I Dissertation analysis guide

In this chapter we're going to provide a guide for how to get started working with your dissertation data. It's important to note that this guide won't work for every project and every kind of data - and nothing in this chapter should supersede advice your supervisor has given you. Rather, this chapter is here to help guide you through the initial steps of working with quantitative data and to show you how what you have learned in RM2 maps on to your dissertation project.

I.0.1 Before R

Before you touch R, you need to make sure you understand your design, data, and analysis plan. This will make your work in R considerably easier. Before you start coding, make sure you have answers to the following questions:

I.0.2 Study design

  • What is the design of your study?
  • What are your variables?
    • Are they IVs/predictors/correlation variables?
    • How many levels do they have?
      • Are they between or within-subject?
  • What are your DVs?
    • How will you calculate them? For example, do you need to take a mean of several of questionnaire items or reaction times from multiple trials?
  • What are your hypotheses?
  • Do you have any demographic data included in the data files?
  • Thinking back to the concept of tidy data, how many variables will you have?

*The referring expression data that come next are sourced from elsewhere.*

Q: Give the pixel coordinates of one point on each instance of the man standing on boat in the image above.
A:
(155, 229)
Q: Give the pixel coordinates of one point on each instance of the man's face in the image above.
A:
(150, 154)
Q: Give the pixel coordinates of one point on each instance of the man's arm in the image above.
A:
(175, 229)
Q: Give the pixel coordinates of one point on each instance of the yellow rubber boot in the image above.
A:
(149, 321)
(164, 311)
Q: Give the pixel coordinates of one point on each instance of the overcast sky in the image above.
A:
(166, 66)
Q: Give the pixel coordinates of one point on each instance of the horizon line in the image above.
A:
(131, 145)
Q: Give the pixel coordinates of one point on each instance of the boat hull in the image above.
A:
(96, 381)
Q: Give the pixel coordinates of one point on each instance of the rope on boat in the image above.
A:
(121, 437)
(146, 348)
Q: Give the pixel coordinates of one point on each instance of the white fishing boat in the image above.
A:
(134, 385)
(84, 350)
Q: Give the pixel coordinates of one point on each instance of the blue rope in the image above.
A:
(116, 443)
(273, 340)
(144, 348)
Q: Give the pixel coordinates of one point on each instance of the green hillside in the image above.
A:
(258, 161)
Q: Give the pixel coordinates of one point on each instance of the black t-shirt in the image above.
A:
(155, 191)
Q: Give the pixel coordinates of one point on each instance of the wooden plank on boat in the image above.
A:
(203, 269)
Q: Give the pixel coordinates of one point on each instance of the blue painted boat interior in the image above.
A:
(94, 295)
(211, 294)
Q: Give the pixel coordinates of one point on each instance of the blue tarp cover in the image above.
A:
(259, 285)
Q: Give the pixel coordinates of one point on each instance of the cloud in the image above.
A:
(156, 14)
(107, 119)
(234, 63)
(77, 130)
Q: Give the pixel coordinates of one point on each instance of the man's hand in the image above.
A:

I.0.3 Data wrangling considerations

  • What does each variable in your data set represent?
    • Do you want to rename any variables to make them easier to work with?
      • Do you have a convention for naming variables? For example, I use all lower-case variables and words are always separated by underscores, e.g., group_data.
    • Are there any variables that are not necessary for the analysis? For example, consent forms.
    • Are there minimum and maximum values for any of your variables?
  • Do you have multiple data sets you need to join together?
    • Do they have a common variable? For example, does each file have the participant ID or a question number?
  • Do you need to create any new variables? For example, the mean or sum of a number of questionnaire items to give a total scale score?
  • What type of data should each variable be?
    • Are there any variables that you need to convert to factors?
  • Do you need to recode any variables? For example, 1 = male, 2 = female, or perhaps reverse coding questionnaire responses.
  • Do you have a rule for outlier exclusion/replacement?
  • Do you need to exclude any participants? For example, if they score below a certain threshold, if they are non-native speakers etc.
  • Is there any missing data for each variable?
    • What will you do about missing data?
  • Do you need to tidy your data?

I.0.4 Data analysis

  • What descriptive statistics do you need to calculate for each variable?
    • Do you need to calculate descriptive by groups?
    • Are the descriptive statistics similar to values reported in other studies that have used the same measures. Are they similar? If not, what is the explanation?
  • How will you visualize your data?
  • Do you need to transform your data?
  • Do you need to conduct any kind of reliability analysis?
  • What type of inferential tests are you going to conduct?
    • Where appropriate, do you need to perform one or two-tailed hypothesis testing?
    • Do you need to do any dummy coding for regression models?
  • What assumptions do you need to test in order to perform your analyses?
    • What will you do if your data do not meet these assumptions?
  • Do you need to apply a correction for multiple comparison testing? If so, which one?
  • Do you need to calculate measures of effect size? If so, which ones?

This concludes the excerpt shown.